Companies such as Intel and Nvidia have strived to make chips that comply with US regulations for the Chinese market, but Chinese companies themselves are turning to Huawei’s locally manufactured Ascend series of chips, according to a June report from the company. based in the USA. National Bureau of Asian Research.

Meanwhile, the Chinese AI industry is also looking inward and focusing more on the domestic market. He estimated that the country has registered just 2,926 overseas patents, based on China’s traditionally low rate for overseas applications.

He suggested that many of China’s top GenAI developers, such as Tencent, Ping An Insurance, Chinese Academy of Sciences, Alibaba, Baidu and ByteDance, are primarily focused on the domestic market as part of their overall business strategy. Companies that register patents abroad, on the other hand, are already present there, such as Huawei, ZTE and Vivo.

Many of China’s generative AI patents were also developed for internal use, such as improving a company’s business operations or existing applications.

He said only Baidu, best known abroad for its search engine, has been focusing on more innovative AI research and development, but at present, it still lacks advanced AI chips to catch up, He said.

Generative AI patents, led by China’s private tech sector, are “better than most,” according to He, and driven by “really innovative industrial research” to catch up or profit on demand, but he says they also there is a long-standing problem of rewarding quantity over quality.
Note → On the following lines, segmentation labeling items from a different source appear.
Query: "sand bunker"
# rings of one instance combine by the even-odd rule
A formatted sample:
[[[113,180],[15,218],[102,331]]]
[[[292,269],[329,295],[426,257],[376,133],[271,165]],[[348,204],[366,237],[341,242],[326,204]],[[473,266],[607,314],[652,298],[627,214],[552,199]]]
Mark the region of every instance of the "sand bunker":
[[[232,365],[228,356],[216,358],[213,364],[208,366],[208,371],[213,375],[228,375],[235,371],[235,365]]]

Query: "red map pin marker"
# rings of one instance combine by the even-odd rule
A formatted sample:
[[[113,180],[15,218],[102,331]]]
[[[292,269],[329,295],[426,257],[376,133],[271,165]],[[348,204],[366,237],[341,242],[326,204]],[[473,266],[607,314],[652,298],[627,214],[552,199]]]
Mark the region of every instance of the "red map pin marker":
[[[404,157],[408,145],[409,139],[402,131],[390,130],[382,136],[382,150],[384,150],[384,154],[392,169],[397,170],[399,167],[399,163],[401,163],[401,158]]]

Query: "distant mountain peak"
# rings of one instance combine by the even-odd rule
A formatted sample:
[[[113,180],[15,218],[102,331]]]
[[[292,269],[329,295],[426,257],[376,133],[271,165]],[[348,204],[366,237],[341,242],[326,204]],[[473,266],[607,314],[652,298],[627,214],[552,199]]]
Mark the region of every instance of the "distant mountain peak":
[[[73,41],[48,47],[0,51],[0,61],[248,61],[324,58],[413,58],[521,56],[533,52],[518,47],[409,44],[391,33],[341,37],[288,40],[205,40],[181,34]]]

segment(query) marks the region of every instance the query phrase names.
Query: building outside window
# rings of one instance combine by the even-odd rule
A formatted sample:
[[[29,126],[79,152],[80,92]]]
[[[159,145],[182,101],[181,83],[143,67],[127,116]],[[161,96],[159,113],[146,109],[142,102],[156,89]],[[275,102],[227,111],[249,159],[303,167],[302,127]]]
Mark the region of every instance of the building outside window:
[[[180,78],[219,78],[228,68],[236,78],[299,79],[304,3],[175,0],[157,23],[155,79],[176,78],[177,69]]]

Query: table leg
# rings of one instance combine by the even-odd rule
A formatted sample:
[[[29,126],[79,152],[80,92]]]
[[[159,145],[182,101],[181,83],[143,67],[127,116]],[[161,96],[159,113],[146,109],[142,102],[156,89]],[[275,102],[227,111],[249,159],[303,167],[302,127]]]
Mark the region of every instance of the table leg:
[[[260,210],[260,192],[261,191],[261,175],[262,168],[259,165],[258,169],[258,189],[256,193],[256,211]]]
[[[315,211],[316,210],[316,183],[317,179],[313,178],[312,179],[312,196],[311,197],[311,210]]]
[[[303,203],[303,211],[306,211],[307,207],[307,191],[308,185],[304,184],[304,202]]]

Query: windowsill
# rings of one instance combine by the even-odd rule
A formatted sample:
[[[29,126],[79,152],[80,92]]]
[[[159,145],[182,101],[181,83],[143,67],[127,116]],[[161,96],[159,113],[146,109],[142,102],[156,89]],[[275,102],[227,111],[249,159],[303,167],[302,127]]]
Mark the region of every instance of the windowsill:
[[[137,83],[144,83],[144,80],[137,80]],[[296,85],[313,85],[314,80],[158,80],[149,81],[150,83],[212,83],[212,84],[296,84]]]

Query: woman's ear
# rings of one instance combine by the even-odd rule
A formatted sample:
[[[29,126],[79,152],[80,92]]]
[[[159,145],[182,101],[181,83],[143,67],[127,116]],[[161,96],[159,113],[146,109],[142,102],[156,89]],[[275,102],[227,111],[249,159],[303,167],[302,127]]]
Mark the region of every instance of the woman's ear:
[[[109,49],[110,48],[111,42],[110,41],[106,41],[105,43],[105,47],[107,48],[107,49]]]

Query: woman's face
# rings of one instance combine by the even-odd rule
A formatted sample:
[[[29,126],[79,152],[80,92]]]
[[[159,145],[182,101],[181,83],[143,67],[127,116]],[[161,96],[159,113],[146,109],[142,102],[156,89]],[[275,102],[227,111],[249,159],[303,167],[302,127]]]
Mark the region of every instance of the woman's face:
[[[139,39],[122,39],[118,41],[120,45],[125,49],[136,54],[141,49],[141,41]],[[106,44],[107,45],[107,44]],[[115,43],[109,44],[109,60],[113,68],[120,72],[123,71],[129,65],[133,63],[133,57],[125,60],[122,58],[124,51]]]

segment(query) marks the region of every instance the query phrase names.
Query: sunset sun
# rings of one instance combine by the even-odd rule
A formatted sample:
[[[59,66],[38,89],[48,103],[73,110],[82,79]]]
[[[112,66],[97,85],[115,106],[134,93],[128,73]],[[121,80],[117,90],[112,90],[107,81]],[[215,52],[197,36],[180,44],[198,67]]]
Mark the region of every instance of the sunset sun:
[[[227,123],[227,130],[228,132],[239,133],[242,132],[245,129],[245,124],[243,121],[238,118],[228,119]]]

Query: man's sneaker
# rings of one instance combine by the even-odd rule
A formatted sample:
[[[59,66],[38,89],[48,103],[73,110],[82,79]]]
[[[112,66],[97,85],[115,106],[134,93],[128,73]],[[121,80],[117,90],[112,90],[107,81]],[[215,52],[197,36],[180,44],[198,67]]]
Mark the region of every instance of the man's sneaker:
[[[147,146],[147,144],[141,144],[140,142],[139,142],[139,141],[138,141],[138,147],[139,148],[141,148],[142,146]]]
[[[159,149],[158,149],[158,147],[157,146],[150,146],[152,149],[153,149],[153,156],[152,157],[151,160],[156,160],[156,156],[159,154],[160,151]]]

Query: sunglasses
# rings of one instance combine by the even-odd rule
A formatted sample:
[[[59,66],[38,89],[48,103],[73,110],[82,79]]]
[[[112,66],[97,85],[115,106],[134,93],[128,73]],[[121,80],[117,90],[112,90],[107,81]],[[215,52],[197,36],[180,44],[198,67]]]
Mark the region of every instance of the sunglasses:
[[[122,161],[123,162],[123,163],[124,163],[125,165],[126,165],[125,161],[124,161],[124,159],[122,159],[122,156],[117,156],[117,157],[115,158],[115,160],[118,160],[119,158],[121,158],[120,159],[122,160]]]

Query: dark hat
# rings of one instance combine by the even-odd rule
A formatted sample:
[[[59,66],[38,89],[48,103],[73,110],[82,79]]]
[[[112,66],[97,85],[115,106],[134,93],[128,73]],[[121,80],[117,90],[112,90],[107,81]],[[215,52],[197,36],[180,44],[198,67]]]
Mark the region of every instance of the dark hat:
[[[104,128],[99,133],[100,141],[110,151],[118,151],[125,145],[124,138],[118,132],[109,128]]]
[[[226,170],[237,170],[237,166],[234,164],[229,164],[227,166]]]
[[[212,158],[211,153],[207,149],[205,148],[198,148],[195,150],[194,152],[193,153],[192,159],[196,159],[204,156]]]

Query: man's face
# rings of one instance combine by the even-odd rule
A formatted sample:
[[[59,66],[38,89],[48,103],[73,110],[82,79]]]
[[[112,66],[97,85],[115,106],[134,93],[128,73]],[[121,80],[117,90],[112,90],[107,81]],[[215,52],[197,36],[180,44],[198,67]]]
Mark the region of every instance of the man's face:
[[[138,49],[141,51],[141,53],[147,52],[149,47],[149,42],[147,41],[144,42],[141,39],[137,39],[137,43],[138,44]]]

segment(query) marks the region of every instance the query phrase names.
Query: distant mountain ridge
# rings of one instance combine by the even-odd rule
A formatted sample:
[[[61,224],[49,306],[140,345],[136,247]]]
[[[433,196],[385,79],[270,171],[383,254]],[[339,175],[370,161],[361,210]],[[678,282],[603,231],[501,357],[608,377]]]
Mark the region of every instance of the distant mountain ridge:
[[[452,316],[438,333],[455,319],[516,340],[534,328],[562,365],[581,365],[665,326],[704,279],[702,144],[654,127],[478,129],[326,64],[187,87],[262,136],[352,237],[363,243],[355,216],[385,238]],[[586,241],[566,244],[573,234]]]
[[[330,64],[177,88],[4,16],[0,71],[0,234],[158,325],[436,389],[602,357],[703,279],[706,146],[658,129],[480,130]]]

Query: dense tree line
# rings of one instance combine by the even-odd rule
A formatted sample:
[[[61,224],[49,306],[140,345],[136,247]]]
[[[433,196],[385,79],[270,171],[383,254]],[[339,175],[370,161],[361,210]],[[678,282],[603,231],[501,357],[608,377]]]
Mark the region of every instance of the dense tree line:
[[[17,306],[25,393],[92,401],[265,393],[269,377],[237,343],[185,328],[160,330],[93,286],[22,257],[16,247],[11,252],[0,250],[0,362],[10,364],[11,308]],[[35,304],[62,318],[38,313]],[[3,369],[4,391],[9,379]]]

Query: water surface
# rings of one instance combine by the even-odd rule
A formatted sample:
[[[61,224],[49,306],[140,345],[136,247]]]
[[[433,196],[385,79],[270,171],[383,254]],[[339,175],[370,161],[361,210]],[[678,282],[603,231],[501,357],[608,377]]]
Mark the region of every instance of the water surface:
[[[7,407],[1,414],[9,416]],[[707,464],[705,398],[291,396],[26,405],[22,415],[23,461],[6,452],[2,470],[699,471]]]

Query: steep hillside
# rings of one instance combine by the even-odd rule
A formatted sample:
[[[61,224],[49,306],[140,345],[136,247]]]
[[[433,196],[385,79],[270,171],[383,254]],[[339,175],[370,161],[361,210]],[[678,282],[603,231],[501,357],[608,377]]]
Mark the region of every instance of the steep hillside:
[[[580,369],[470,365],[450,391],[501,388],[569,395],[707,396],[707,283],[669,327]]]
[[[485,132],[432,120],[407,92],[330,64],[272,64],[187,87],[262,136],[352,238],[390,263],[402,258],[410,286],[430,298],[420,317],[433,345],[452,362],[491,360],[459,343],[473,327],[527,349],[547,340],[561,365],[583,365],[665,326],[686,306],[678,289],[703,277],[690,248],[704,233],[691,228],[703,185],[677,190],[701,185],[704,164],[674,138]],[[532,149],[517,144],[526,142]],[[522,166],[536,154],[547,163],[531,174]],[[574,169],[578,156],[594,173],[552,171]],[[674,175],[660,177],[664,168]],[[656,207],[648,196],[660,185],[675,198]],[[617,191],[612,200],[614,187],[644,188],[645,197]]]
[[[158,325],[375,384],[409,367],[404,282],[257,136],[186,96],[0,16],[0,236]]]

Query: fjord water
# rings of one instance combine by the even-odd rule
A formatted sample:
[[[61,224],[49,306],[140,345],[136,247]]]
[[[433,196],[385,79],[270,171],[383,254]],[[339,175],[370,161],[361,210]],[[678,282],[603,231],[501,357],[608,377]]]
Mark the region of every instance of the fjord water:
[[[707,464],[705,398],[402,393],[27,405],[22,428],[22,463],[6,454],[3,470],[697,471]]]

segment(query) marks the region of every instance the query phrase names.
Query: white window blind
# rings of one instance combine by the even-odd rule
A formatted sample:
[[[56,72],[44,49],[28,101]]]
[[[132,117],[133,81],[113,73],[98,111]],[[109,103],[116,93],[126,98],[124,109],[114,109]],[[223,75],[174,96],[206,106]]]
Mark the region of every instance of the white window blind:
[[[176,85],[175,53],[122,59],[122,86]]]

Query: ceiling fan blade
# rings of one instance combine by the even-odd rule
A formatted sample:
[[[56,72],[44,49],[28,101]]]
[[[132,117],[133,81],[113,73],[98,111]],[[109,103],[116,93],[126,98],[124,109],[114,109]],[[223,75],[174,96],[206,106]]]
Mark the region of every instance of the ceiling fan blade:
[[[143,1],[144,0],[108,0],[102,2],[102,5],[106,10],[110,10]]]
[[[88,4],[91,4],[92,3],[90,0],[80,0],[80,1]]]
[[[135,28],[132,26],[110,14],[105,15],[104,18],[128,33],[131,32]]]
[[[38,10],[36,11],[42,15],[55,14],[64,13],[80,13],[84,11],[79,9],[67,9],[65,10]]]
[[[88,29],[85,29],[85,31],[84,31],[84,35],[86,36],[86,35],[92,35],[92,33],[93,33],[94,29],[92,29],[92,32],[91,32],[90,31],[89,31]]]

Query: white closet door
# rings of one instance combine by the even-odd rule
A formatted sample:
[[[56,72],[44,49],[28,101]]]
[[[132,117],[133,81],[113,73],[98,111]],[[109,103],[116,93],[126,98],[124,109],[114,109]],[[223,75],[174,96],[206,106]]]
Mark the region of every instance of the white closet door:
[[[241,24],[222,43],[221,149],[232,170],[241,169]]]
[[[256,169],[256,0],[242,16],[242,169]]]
Promoters and inventors may be incentivized to file patents to secure government subsidies, secure individual promotions or acquire certification for their company as a “national high-tech company,” said Le de Durham, rather than to protect a true innovation.

“The Chinese government sees itself as something akin to a large-scale start-up incubator, thinking along the lines of a state-owned equivalent of a ‘Y Combinator’ – only with an outsized weight and a much longer-term investment horizon ,” said Le, referring to the American startup accelerator that has helped launch thousands of companies like Airbnb, Coinbase, Dropbox, Instacart and Stripe.